# Wikipedia Disney Movies list - Web Scraping


![](https://i.imgur.com/0EBdH19.jpg)

## 1. Introduction : 


### 1.1. What is web scraping <a name="subparagraph1"></a>

Web scraping is the process of collecting structured web data in an automated fashion. Some of the main use cases of web scraping include price monitoring, price intelligence, news monitoring, lead generation, and market research among many others.

In general, web data extraction is used by people and businesses who want to make use of the vast amount of publicly available web data to make smarter decisions.

There are a number of tools and methods for performing web scraping; using network traffic, Scrappy, Selenium and Beautiful Soup are the most popular methods. Every method has its own advantage and drawbacks. In this project Beautiful Soup was used.

### 1.2. Problem statement 

Movies are hobby to consumers. However data related to these main players of the entertainment industry can be valuable in many aspects. Competitor's can see how other companie's investments have performerd, or how a specific director's movies perform on the market. Also it might be useful to see which actors bring more revenue to a movie. 

These use cases, makes data sets related to this industry valuable. That's why in this project we tried to scrape movies of Walt Disney Company on Wikipedia and get the main information on the movies produced by this company

The Walt Disney Company, commonly known as Disney, is an American diversified multinational mass media and entertainment conglomerate headquartered at the Walt Disney Studios complex in Burbank, California.
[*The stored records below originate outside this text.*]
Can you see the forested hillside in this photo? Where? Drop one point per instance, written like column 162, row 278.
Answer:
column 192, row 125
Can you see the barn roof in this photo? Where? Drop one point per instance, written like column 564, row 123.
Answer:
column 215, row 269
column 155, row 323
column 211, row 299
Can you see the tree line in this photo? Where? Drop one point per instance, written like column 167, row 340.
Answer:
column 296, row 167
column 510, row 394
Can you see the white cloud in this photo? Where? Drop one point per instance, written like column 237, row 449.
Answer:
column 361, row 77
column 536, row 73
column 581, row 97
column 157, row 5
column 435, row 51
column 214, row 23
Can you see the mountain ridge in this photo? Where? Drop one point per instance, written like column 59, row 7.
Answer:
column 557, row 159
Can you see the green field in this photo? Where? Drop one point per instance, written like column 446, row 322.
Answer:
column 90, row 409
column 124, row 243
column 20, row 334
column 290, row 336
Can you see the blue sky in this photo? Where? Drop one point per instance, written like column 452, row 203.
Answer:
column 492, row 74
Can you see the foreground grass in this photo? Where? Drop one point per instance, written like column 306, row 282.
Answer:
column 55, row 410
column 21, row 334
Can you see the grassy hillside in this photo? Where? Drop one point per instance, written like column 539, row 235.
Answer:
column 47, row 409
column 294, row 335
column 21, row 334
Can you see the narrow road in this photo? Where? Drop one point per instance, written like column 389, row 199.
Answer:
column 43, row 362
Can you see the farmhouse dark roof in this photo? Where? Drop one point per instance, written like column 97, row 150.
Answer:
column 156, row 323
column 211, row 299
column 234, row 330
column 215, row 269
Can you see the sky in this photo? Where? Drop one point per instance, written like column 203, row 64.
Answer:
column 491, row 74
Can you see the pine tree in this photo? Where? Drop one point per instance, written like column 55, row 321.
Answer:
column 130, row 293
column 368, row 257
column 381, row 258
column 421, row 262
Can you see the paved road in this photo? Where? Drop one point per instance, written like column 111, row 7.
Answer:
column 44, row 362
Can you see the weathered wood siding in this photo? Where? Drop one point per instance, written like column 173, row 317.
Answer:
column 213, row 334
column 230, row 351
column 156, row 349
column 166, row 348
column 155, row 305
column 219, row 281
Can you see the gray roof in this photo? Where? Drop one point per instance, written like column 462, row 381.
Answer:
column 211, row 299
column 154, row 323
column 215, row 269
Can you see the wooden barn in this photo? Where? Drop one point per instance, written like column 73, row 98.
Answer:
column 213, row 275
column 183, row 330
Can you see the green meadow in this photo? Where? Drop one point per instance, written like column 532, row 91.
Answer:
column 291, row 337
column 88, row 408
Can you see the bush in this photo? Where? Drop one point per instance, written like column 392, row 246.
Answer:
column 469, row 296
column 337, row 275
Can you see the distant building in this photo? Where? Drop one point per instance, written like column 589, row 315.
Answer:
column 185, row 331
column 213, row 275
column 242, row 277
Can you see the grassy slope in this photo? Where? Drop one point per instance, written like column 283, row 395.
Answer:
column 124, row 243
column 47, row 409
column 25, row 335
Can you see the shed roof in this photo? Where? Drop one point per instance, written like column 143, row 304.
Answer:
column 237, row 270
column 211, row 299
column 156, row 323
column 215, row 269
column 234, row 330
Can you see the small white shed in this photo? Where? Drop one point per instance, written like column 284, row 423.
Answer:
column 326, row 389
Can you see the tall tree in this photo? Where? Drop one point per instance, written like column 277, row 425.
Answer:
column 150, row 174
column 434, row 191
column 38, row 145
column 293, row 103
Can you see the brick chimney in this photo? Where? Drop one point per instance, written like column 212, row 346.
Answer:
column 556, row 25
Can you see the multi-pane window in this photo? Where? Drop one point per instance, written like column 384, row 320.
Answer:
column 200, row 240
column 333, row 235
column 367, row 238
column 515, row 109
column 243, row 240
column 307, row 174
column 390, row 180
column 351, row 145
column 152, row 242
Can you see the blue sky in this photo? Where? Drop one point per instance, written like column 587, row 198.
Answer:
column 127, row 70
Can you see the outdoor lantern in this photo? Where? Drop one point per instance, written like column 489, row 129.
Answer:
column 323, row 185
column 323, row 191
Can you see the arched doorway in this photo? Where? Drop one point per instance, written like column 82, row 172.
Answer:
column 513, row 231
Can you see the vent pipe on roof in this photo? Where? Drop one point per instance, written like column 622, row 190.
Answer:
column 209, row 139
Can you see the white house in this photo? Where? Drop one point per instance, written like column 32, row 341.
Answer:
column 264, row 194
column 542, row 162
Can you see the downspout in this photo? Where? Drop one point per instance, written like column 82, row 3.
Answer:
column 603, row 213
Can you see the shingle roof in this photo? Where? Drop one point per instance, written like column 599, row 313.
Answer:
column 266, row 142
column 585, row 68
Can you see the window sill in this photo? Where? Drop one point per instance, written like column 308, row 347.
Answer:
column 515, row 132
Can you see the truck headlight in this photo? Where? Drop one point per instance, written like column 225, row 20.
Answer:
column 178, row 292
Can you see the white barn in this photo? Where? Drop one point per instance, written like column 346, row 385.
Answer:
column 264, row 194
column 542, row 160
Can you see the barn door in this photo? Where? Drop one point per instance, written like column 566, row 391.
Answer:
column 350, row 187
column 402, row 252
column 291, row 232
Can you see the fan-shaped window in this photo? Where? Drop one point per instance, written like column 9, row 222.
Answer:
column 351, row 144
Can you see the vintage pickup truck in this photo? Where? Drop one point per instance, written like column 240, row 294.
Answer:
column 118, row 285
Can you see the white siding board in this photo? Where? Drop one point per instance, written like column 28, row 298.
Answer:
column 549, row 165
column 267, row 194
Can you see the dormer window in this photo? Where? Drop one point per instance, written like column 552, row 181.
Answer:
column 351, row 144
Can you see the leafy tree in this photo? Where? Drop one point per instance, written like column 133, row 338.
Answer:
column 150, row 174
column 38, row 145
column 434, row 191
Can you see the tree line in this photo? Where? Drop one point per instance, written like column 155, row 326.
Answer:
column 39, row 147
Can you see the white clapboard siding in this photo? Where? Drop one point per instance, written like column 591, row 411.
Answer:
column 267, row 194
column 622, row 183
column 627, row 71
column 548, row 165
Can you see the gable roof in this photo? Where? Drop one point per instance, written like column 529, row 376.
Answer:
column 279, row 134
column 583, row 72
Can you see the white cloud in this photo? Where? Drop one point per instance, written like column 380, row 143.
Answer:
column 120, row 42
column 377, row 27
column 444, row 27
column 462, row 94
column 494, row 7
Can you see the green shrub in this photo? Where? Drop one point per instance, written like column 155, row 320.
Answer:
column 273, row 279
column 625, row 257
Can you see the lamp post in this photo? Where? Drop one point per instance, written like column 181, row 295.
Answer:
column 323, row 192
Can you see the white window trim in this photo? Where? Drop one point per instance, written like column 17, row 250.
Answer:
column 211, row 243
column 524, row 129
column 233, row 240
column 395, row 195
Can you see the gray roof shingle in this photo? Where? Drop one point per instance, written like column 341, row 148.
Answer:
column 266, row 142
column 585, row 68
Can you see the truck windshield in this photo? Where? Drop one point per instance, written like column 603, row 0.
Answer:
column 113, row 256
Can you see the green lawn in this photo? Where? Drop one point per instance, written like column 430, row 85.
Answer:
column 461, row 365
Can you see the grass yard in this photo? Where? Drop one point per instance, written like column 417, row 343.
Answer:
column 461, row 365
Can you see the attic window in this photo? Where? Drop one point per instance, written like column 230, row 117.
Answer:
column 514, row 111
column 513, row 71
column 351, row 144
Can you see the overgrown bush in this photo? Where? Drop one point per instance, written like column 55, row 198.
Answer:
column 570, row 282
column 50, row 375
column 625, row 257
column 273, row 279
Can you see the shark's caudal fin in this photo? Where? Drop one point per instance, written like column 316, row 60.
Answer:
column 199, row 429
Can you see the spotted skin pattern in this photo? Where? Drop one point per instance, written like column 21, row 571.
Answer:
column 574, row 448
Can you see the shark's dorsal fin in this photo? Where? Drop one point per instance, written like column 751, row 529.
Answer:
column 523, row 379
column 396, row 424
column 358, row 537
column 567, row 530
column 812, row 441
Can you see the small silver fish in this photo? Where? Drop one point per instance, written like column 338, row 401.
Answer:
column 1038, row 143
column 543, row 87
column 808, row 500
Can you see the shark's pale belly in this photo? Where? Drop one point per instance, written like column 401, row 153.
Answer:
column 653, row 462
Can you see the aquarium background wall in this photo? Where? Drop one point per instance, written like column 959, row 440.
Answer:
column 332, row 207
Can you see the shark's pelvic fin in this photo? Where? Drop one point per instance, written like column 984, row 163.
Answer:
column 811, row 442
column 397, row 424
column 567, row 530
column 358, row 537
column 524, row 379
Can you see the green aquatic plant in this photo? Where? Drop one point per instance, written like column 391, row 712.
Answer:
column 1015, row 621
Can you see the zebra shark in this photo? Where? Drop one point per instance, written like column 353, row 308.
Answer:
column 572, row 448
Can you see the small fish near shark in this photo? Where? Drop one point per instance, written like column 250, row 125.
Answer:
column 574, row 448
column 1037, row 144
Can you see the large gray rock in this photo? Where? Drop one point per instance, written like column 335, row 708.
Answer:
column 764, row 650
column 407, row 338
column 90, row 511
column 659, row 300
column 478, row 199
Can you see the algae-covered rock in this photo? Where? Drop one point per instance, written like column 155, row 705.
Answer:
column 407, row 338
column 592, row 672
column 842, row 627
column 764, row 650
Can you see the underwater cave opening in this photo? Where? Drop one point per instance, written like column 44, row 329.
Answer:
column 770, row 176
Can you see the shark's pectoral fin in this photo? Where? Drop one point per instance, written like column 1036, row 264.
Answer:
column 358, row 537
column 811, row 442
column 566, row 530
Disney was originally founded on October 16, 1923, by brothers Walt and Roy O. Disney as the Disney Brothers Cartoon Studio; it also operated under the names The Walt Disney Studio and Walt Disney Productions before officially changing its name to The Walt Disney Company in 1986. The company established itself as a leader in the American animation industry before diversifying into live-action film production, television, and theme parks.

### 1.3. Tools used in this project

In this project, we are going to use Python as our coding language to scrape the Wikipedia pages. 
In Python, We will mainly use Requests library to get the information from the websites.

Then we will use Beautiful Soup library to turn it into an BS object.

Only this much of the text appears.